De acordo com o magistrado, muitos juízes de execução penal de Minas Gerais passaram a optar pela prisão domiciliar dos presos que já saíam diariamente das unidades prisionais (regimes aberto e semiaberto) ou que tinham direito a saídas temporárias, evitando assim o risco de contaminação à população privada de liberdade e aos próprios agentes penitenciários. Por conta dessas medidas, foi possível um rearranjo das pessoas que continuavam privadas de liberdade, e 30 estabelecimentos passaram a servir como porta de entrada das novas prisões efetuadas, isolando-se os demais do contato com os novos presos.
“Antes mesmo da edição da Recomendação CNJ n. 62/2020, o TJMG e o Poder Executivo mineiro já haviam editado as medidas sugeridas, e a confirmação de entendimento pelo CNJ trouxe extrema confiança aos magistrados quando de suas decisões, sobretudo ao interpretar que se tratava de política criminal e de saúde, com visão nacional”, diz Resende, que também é juiz auxiliar da Presidência da Corte. “É um misto de valores, coroado pela responsabilidade social com todos os envolvidos, sejam os operadores do direito, servidores do sistema, mas principalmente a população em geral, os presidiários e seus familiares”, avalia.
Rio Grande do Sul
No Rio Grande do Sul, entre 18 de março a 30 de abril, foram colocados em liberdade ou em prisão domiciliar 6.686 pessoas, dos quais aproximadamente um terço em decorrência da Recomendação CNJ n. 62. Do total de solturas, apenas 2,1%, ou 138 pessoas, retornaram ao sistema prisional por prisão em flagrante. “No Rio Grande do Sul, houve redução geral da criminalidade no período de pandemia, uma queda de aproximadamente 35% de ingressos de procedimentos relativos a prisões em flagrante e preventivas.
Considerando que a maioria dos presos colocados em prisão domiciliar cumpriam pena nos regimes semiaberto e aberto, não houve novo risco à segurança pública. O risco é o mesmo que preexistia à pandemia, consideradas as características dos regimes mais brandos”, explica o juiz corregedor do Tribunal de Justiça, Alexandre Pacheco, que também coordena o GMF local.
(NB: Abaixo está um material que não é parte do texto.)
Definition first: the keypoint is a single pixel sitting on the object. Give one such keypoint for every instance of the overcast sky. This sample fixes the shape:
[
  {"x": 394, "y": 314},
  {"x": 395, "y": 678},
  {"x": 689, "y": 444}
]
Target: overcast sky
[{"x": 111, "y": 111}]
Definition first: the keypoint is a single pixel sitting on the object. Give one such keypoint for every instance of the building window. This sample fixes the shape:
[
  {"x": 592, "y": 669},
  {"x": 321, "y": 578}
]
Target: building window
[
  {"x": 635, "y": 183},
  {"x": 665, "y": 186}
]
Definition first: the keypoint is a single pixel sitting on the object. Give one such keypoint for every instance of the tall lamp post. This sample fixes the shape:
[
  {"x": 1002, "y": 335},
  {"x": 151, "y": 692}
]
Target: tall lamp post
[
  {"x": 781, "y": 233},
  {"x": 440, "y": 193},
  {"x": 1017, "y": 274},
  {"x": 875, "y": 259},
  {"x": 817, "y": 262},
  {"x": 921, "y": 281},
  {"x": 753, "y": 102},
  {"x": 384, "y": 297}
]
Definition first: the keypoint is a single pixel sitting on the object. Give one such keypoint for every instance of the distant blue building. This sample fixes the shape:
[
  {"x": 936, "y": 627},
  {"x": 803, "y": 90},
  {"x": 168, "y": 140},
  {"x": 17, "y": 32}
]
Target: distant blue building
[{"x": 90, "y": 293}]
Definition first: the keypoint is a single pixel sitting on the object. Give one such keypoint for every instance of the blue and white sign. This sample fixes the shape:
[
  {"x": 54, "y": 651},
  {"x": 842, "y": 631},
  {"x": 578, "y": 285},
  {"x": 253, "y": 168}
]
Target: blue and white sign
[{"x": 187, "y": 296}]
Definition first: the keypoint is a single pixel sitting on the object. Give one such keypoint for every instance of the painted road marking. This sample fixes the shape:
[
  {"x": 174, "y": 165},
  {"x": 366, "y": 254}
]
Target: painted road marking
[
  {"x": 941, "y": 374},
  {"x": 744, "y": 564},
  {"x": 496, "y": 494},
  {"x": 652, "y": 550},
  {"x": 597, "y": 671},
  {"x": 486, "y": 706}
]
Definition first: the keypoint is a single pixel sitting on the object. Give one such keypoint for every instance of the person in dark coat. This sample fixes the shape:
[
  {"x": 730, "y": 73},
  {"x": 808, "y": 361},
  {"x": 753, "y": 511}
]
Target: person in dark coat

Em março foram concedidas 1.878 liberdades ou prisões domiciliares em decorrência da pandemia e da Recomendação CNJ n. 62, que representa 4,5% do total da população prisional de 42 mil presos. Das 1354 prisões domiciliares concedidas por juízes de execução criminal no mês de março, somente 10 a 15% referiam-se a presos de regime fechado, integrantes de grupo de risco. Os demais cumpriam pena nos regimes semiaberto e aberto. Segundo o magistrado, entre 1º a 17 de março, foram 535 domiciliares, enquanto no período entre 18 a 31 de março, 819. Em abril, houve queda de 52% da conversão em domiciliar, o que para ele, aponta que a maioria dos pedidos foi contemplado logo após a recomendação.